Single Variable Calculus, Chapter 2, 2.4, Section 2.4, Problem 6

We need to use a graph to find a number $\delta$ such tha if $|x - 1| < \delta $ then $\displaystyle \left| \frac{2x}{x^2 + 4} - 0.4 \right| < 0.1$








First, we will get the values of $x$ that intersect at the given curve to their corresponding $y$ values.

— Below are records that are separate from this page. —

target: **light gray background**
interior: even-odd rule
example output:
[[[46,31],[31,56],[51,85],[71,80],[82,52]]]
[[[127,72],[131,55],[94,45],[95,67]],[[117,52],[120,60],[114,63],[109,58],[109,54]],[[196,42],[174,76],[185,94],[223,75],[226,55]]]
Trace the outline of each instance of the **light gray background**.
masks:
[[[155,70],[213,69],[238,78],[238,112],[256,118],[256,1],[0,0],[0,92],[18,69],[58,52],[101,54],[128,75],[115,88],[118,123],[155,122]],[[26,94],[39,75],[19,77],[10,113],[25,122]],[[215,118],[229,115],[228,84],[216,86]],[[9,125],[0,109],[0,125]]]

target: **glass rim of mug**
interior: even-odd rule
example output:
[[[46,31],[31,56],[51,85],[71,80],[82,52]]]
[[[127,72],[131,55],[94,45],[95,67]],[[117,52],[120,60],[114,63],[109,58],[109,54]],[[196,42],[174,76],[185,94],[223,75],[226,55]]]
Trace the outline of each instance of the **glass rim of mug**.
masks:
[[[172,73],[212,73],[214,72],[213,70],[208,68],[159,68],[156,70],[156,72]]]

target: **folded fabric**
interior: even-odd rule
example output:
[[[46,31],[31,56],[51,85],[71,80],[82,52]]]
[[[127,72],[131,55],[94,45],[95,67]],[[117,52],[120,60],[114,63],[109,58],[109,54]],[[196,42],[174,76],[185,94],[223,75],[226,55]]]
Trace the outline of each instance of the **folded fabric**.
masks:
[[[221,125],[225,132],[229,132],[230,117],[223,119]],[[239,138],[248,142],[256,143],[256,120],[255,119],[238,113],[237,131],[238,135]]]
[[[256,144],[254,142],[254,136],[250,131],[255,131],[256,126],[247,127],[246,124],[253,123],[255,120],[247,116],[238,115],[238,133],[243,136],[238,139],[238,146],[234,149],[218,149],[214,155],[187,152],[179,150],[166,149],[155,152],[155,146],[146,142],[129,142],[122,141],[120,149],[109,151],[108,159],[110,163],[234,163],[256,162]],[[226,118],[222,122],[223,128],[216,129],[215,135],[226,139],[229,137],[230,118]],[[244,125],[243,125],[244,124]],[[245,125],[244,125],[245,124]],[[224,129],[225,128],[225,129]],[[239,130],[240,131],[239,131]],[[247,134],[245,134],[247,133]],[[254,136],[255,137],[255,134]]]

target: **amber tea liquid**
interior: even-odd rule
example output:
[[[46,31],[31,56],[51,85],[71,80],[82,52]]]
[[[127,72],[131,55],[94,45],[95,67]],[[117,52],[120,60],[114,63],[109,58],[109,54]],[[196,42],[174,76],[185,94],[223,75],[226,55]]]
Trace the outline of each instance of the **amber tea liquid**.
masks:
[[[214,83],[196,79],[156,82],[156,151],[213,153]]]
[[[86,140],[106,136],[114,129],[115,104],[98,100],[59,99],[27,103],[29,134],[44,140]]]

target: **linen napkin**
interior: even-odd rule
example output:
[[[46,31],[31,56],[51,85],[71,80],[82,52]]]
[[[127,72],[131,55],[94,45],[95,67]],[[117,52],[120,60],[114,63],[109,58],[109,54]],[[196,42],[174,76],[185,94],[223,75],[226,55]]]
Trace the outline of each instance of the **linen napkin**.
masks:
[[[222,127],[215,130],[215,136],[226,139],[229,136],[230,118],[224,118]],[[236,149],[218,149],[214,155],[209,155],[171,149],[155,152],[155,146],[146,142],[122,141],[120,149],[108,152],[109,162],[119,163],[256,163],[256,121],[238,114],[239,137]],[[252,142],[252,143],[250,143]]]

Let $x_L$ and $x_R$
are the values of $x$ from the left and right of 1 respectively.

$
\begin{equation}
\begin{aligned}
y & = \frac{2x_L}{(x_L)^2+4} \\
0.3 & = \frac{2x_L}{(x_L)^2+4} \\
0.3 (x_L)^2 + 1.2 & = 2x_L \\
0.3 x_L^2 - 2x_L + 1.2 & = 0 \\
\end{aligned}
\end{equation}
$


Using quadratic formula,

$
\begin{equation}
\begin{aligned}
& x_{L(1,2)} = \frac{-b \pm \sqrt{b^2 - 4ac}}{2a}\\
\\
& x_{L(1,2)} = \frac{-(-2) \pm \sqrt{(-2)^2 - 4(0.3)(1.2)}}{2(0.3)}\\
\\
& x_{L1} = 6 \text{ and } x_{L2} = \frac{2}{3}
\end{aligned}
\end{equation}
$


Evaluating $x$ to the right of 1,

$
\begin{equation}
\begin{aligned}
y & = \frac{2x_R}{(x_R)^2+4}\\
0.5 & = \frac{2x_R}{(x_R)^2+4}\\
0.5 (x_R)^2 + 2 & = 2x_R\\
0.5 x_R^2 - 2x_R + 2 & = 0\\
\end{aligned}
\end{equation}
$


Using quadratic formula,
$ \qquad x_R = 2$

Now, we can determine the value of $\delta$ by checking the values of $x$ that would give a smaller distance to 1.


$
\begin{equation}
\begin{aligned}
1 - x_{L2} = 1 - \frac{2}{3}& = \frac{1}{3}\\
x_{R} - 1 = 2 - 1 & = 1
\end{aligned}
\end{equation}
$


Hence,
$\displaystyle \quad \delta \leq \frac{1}{3}$

This means that by keeping $x$ within $\displaystyle \frac{1}{3}$ of $1$, we are able to keep $f(x)$ within $0.1$ of $0.4$.

Although we chose $\delta =\displaystyle \frac{1}{3}$, any smaller positive value of $\delta$ would also have work.